Volastra Therapeutics in New York, derived from research at Weill Cornell medical school collaborating with Microsoft Corp. on computational tools to find and predict factors that cause cancers to spread

Neumora Therapeutics in Watertown, Massachusetts, founded by researchers in neuroscience at the Broad Institute and Johns Hopkins University, developing more precise therapies for psychiatric and neurodegenerative diseases based on genetics and data science

Septerna Inc. in South San Francisco, based on research at Duke University and Monash University in Australia, designing proteins in the lab for difficult drug targets in a range of diseases

Business building and investment capital

Catalio says seven of its portfolio companies have already issued IPOs or were acquired. “Our pipeline across the biotech and life sciences space is as robust as ever,” says Diamantis Xylas, the company’s head of research in a statement released through BusinessWire, “and we look forward to continuing to back exceptional scientist-entrepreneurs and identify attractive investments that deliver treatment options to patients in need and drive returns for our investors.”

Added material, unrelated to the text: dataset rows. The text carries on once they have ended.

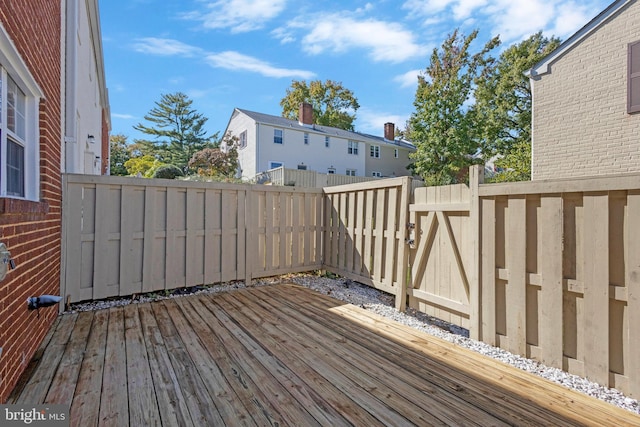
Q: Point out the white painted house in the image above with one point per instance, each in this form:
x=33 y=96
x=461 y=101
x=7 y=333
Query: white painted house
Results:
x=86 y=103
x=267 y=142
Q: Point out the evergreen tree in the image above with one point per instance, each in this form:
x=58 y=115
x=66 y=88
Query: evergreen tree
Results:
x=442 y=127
x=333 y=104
x=503 y=103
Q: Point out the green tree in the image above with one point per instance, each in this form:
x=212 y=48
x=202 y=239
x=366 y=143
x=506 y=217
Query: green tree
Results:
x=503 y=102
x=120 y=153
x=177 y=130
x=442 y=127
x=333 y=104
x=217 y=162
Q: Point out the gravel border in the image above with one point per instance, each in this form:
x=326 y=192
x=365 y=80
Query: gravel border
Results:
x=383 y=304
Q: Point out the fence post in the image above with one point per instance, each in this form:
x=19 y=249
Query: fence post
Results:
x=476 y=177
x=403 y=253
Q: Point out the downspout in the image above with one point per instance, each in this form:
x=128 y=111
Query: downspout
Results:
x=71 y=72
x=256 y=162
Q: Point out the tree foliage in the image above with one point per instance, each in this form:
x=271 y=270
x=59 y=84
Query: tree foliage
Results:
x=217 y=162
x=120 y=153
x=176 y=128
x=333 y=104
x=503 y=103
x=143 y=166
x=442 y=126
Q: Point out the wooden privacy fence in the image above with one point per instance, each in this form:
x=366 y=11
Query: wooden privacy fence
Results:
x=548 y=270
x=124 y=236
x=365 y=233
x=561 y=275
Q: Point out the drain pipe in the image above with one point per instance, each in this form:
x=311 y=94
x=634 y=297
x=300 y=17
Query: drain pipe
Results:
x=34 y=303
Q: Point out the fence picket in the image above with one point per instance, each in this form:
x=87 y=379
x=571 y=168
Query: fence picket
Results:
x=551 y=294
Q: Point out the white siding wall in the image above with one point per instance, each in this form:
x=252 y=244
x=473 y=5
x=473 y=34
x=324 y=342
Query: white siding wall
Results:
x=247 y=155
x=81 y=155
x=316 y=156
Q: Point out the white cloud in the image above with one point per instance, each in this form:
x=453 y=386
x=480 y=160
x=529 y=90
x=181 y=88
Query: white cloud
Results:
x=284 y=35
x=238 y=15
x=338 y=33
x=408 y=79
x=164 y=47
x=237 y=61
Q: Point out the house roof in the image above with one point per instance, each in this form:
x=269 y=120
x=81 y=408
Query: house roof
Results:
x=326 y=130
x=543 y=66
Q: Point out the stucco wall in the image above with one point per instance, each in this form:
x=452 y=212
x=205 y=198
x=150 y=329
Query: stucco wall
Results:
x=388 y=165
x=580 y=123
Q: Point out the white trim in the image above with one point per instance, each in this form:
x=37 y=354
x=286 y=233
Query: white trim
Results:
x=544 y=65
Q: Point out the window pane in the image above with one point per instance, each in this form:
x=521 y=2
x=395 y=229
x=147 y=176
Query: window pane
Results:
x=15 y=169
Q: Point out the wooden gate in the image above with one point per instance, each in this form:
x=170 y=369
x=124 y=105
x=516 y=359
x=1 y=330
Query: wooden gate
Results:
x=445 y=252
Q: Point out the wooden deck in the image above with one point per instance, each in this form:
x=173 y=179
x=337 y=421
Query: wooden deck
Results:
x=282 y=355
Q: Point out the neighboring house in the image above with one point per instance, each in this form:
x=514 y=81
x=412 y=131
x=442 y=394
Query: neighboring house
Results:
x=586 y=99
x=87 y=117
x=267 y=142
x=33 y=106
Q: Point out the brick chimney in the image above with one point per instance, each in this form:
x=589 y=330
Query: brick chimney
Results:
x=305 y=114
x=389 y=131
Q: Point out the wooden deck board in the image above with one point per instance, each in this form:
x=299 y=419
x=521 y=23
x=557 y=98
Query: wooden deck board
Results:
x=283 y=355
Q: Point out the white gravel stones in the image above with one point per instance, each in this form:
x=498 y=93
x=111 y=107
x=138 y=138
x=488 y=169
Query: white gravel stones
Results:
x=383 y=304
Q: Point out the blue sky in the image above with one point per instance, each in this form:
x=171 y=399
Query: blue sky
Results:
x=245 y=53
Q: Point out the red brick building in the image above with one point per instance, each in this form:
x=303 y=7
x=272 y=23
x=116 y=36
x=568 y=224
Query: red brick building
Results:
x=32 y=145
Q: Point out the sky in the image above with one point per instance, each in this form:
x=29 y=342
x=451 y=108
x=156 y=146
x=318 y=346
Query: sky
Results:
x=246 y=53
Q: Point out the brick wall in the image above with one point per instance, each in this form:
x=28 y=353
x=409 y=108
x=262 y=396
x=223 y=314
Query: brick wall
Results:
x=31 y=230
x=580 y=121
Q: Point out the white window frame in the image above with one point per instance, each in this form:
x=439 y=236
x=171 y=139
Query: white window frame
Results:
x=352 y=147
x=374 y=151
x=275 y=138
x=13 y=66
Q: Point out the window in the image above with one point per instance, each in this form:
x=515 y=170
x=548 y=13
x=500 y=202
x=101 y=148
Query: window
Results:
x=375 y=151
x=243 y=139
x=352 y=147
x=633 y=78
x=277 y=136
x=19 y=132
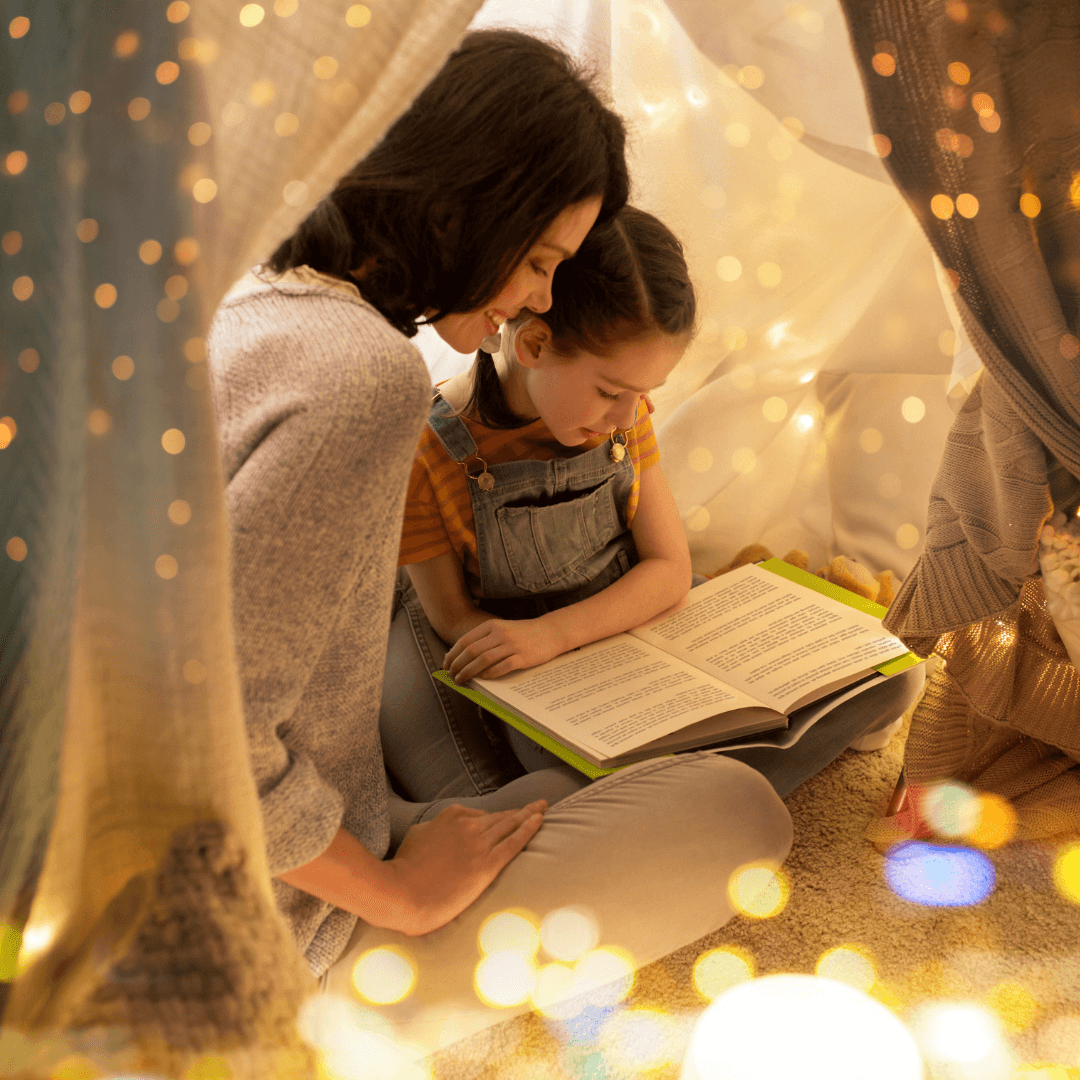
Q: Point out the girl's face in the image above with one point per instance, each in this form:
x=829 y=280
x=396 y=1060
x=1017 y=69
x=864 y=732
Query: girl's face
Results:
x=592 y=395
x=528 y=285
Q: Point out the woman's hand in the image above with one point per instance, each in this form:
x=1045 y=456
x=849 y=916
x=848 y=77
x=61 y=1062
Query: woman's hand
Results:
x=444 y=864
x=499 y=646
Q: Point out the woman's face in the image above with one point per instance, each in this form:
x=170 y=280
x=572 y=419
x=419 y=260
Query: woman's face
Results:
x=528 y=285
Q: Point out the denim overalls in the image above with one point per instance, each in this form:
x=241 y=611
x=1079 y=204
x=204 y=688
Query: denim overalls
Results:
x=548 y=532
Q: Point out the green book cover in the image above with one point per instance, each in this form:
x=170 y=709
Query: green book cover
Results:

Enavate Sciences is a spin-off enterprise from health care investment company Patient Square Capital, where the company says the word “patient” refers to the focus of its investments and its approach to investing. Patient Square says it formed Enavate Sciences to invest in developers of therapies and biomedical technologies outside its usual model, where life science start-ups need help building their businesses as well as investment capital.

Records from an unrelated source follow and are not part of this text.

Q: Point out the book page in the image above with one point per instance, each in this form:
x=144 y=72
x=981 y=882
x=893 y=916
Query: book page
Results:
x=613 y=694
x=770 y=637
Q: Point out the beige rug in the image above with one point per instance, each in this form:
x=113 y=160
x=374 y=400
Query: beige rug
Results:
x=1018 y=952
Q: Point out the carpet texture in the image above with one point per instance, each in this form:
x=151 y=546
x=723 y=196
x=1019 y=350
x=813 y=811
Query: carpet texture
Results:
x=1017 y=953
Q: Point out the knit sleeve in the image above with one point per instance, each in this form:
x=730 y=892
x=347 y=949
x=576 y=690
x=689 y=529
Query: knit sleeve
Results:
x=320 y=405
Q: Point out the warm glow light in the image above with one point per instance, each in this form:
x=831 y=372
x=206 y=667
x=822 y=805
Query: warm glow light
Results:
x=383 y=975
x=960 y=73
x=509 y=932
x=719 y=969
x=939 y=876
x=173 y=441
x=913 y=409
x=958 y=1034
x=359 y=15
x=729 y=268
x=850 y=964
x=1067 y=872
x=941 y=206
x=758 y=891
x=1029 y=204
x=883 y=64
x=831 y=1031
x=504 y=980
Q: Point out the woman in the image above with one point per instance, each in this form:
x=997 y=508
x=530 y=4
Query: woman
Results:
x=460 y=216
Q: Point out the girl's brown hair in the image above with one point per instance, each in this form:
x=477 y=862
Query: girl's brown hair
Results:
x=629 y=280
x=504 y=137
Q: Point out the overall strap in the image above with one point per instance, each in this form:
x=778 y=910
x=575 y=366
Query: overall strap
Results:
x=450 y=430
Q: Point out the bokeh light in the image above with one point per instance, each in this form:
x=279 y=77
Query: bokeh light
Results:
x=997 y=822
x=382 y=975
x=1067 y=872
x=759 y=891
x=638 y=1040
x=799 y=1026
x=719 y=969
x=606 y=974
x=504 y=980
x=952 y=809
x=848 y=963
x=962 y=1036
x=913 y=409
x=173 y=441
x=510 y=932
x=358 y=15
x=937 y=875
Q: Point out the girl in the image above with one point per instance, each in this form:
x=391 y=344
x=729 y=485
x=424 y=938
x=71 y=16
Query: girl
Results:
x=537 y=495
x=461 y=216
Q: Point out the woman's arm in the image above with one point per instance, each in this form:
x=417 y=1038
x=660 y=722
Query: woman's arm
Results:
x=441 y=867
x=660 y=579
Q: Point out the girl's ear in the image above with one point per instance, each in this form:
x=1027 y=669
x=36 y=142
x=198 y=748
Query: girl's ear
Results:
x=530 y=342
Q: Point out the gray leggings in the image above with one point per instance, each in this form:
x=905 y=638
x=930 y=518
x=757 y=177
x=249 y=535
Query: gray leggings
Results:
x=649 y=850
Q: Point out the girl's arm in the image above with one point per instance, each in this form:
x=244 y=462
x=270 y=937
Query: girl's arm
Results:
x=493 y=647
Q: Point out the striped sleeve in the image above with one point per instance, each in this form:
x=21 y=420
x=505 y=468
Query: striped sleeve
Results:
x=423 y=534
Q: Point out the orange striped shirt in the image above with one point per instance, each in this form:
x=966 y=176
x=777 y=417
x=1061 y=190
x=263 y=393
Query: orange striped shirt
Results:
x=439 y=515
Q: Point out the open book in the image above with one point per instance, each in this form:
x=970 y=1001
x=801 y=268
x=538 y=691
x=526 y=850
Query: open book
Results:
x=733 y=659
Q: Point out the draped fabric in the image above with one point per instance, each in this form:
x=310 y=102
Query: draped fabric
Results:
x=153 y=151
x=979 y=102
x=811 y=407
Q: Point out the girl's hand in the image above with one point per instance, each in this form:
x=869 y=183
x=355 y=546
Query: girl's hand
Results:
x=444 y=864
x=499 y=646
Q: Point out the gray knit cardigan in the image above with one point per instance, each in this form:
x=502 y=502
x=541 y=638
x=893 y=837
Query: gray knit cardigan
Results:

Patient Square says it contributed $300 million to get Enavate Sciences started. “We are in the golden age of therapeutics,” says Enavate Sciences CEO James Boylan in a company statement, “where the science has never been better understood and the tools to target disease, engineer therapies, and deliver drugs to patients with precision have never been more powerful. Yet current financial market dynamics have created significant challenges for therapeutic companies to raise the necessary capital to advance their pipelines.”

As reported by Science & Enterprise, venture capital investments are down worldwide in the first quarter of 2022, with fewer investment deals in U.S. biotechnology and pharmaceutical start-ups, although total investment dollars remain on track from last year.